Practicing Yoga At Home

A lot of new yoga students will think that taking their practice home is just as easy as walking into the studio with their mat and a water bottle but the challenges that come with developing a yoga practice based out of your house differ greatly than those presented by the studio atmosphere.

In a studio you’re in somewhat of a controlled environment. You have a teacher that’s been there for some time, knows the policies of the studio, has experience teaching in that location, and who has set the class up to work well within that studio’s atmosphere. You also have a particular setting with lighting that is adjusted for the class as well as music, decor, and even certain supplies, all of which are there to allow the students to have the best experience possible. In this way the students know what to expect when they show up for class and if any major changes are made they are usually announced and explained by the teacher prior to class.

In a studio you’re also surrounded by a group of people that, if not truly value, appreciate the setting of  yoga class and typically respect it’s standards of quietness and having phones, pagers and the like turned off. This also ties into the type of environment that is created for the yoga students as well as the type of teaching they receive. In a focused class, set in a studio, the teachings are likely to be a lot more personalized with each group and it’s less common for a teacher to be running the same routine of sequences again and again.

So for the most part in a studio you’re in a safe, quite space that is suited for yoga, surrounded by people who are focused on their own yoga, and usually experiencing a class that is tailored to your groups needs and challenges.

This is not how it is at home. Not at all.

First of all, who that lives in a modern day home has a house that is anywhere near as peaceful or calm as a yoga studio? Not many. Anyone that has a job, a family, friends, or even the most remote semblance of a life simply cannot have a house that functions in the same way a yoga studio would - it just doesn’t work. There are too many areas of our life that overlap and mesh with each other that would take over any area of the house meant only for yoga -unless you had a large budget to spend on building an entirely separate, closed off, yoga only room and had it under lock and key. Which is unlikely, to say the least.

So most of us are resigned to pushing coffee tables, couches, chairs, or beds out of the way, unrolling the mat, and quickly realizing we need to sweep or mop more often halfway through our first sun salutation.

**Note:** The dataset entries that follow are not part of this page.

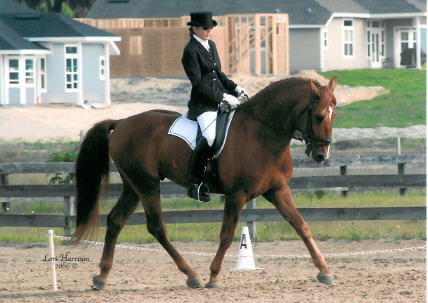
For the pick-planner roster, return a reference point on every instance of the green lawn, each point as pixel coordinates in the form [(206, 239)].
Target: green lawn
[(405, 105)]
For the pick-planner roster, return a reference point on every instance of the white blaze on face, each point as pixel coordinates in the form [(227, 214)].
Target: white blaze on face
[(330, 113)]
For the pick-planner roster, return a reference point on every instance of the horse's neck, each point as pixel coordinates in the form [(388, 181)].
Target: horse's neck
[(277, 117)]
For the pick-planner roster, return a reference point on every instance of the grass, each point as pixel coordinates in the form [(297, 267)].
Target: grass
[(403, 106), (266, 231)]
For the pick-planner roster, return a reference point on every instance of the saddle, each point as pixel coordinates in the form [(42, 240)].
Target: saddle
[(190, 132)]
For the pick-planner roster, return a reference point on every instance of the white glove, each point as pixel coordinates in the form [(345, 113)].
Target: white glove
[(241, 91), (232, 101)]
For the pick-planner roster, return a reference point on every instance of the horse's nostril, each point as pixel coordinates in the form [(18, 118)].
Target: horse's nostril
[(320, 157)]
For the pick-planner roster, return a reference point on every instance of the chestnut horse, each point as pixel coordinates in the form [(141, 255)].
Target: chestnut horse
[(255, 161)]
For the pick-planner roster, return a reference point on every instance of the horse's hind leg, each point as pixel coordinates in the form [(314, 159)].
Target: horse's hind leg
[(116, 219), (157, 227), (284, 202), (232, 210)]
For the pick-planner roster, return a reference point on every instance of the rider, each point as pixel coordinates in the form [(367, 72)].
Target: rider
[(210, 87)]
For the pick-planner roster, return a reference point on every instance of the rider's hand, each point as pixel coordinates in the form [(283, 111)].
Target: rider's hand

Now the second thing to work around is the people in your life. We all love our family and our friends but “yoga time” may not make much sense to them. Which means that the odds of you being interrupted halfway through your practice are pretty good. Be it a phone call, a text, a new email popping up in your inbox, or a visitor barging into your room there are tons of ways that people can get in contact with you and trust me, the minute you sit down to start your yoga they’ll all decide they need to talk to you right that second.

The other part of a home practice that’s different is that (unless you’re paying for private coaching sessions) you’re probably working from a dvd, a book, or some yoga podcast you dug up from itunes as opposed to a live teacher. A live teacher who is standing right in front of you can help you adjust your poses, they can work with your particular strengths or weaknesses, and they will vary the routine of the class. A book will not.

Now this isn’t to say that a home practice is terrible or not worth even bothering with. Quite the contrary in fact, a home practice will eventually become the very core of our yoga practice as a whole and can teach you much more than a designated teacher-designed class. However, what’s first necessary is a foundation of yoga knowledge. Once you have a certain amount of experience with yoga you can begin to create your own sequences, design your own “classes” and be completely in control of how you do your yoga on a daily basis. This allows you to work with your own body each day to choose the best poses for that day and that time in a way that a teacher can’t - simply because they aren’t you and don’t know your body like you do.

Start out by attending regular classes and perhaps even look into teacher training just for the experience alone it can give you. Once you feel well-educated and firm in your comprehension of yoga then start taking your classes home and, with proper tools (mats, props etc) begin to create your own practice the way you want it to be. And remember to turn off your phone and tell everyone that “yoga time” is “your time”.